Silk Pillow/night cap: I bought a couple of scarves for outside, a silk pillow for at home, and a night cap for if I am away. I found silk to be helpful; it reduces friction compared to cotton so your hair doesn’t get stuck on the pillow, and it’s also got bizarre chemical properties (chemical as in, the fundamental chemistry of silk, I’m not saying it’s got “bad chemicals” in it) that cause it to interact with anything that touches it, mean it can help with healing your skin and protecting your hair.

Snag Free Bobbles: Hairbands that don’t have metal clasps have reduced hair damage and split ends when I tie off a plait. They’re more expensive than regular ones; get a good feel of the connecting glue before you buy, as some of the cheaper ones have thick, sharp glue splodges where they connect, which is almost as bad as the metal bits on regular bobbles. I like Scunci brand.

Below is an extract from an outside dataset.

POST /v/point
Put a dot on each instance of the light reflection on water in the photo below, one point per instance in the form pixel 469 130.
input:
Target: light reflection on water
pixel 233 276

And finally, the things that didn’t work:

1. Biotin: This was my biggest disappointment, and an expensive mistake. I found it to be not only useless for my hair, but also caused my skin to break out, left me irritable and moody, and basically had a caffeine effect on me – super energized an hour afterwards, then in tears twelve hours later from exhaustion and over-blowing some silly problem. This one was definitely not for me, which I was really disappointed about because I heard such good things. My biotin was only 500 micrograms per tablet, I tried various different doses (800 should be optimal according to one study, 5000 according to another study) and just had to write it off as a bad job. I decided any hair growth effects from the supplements were probably being reversed by the stress they were causing me by unseating my emotions, resulting in a net gain of zero. I even tried them alongside other B vitamins, as suggested by a handful of reviewers on Amazon, and that didn’t make any difference either. I guess my biotin levels are naturally as high as they’re going to get.